Moandji Ezana Blog

Eclipse is as confusing as ever. And the splash screens aren’t getting any better…

Kepler splash screenLuna splash screen

With the official release of Java 8, Eclipse announced support for Java 8 in Kepler and Luna. In reality, that support is not provided out-of-the-box, especially if you want to use Maven.

Kepler

In Eclipse Kepler SR2 (4.3.2) (the SR2 part is important), you need to get a JDT patch from the 4.3 update site. There are instuctions in the announcement. Then, add an Installed JRE and an execution environment:

  1. Window > Preferences > Java > Installed JREs
  2. Add…
  3. Choose JDK 8’s home directory
  4. Click OK and go to Window > Preferences > Java > Installed JREs > Execution Environment (you have to close the preferences pane because the list of execution environments isn’t updated when you add the Java 8 JDK)
  5. Select JavaSE-1.8 and check jdk1.8.0

Luna

I initially downloaded Luna Milestone 6 and was surprised not to see Java 8 support. By reading the announcement very carefully, it turns out that the earliest Luna build with Java 8 support is from March 18, 2014 and Milestone 6 was released on March 6. So, you can either:

  1. download the latest 4.4 milestone (4.4M6 at the time of writing) and add the integration builds update site, or
  2. download I20140325-0830.

In both cases, choose a download from the “Eclipse SDK” section. I took the first option, because of all the big red X’s in the Status column of the integration build.

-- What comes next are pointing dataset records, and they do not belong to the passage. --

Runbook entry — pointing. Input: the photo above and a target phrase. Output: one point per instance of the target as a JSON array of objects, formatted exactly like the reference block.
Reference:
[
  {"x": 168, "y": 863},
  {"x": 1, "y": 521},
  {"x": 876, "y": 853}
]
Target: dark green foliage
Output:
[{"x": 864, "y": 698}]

Luna is still rough. It seems to work, but there are a lot of weird, dev-related items in menus.

Maven

When using Maven your work is still not done: setting the maven-compiler-plugin to 1.8 will cause Eclipse to set the project’s compiler level to 1.4.

You need the latest from the m2e 1.5 milestones update site.

And there you have it: Java 8 and Maven in Eclipse, in 657 easy steps!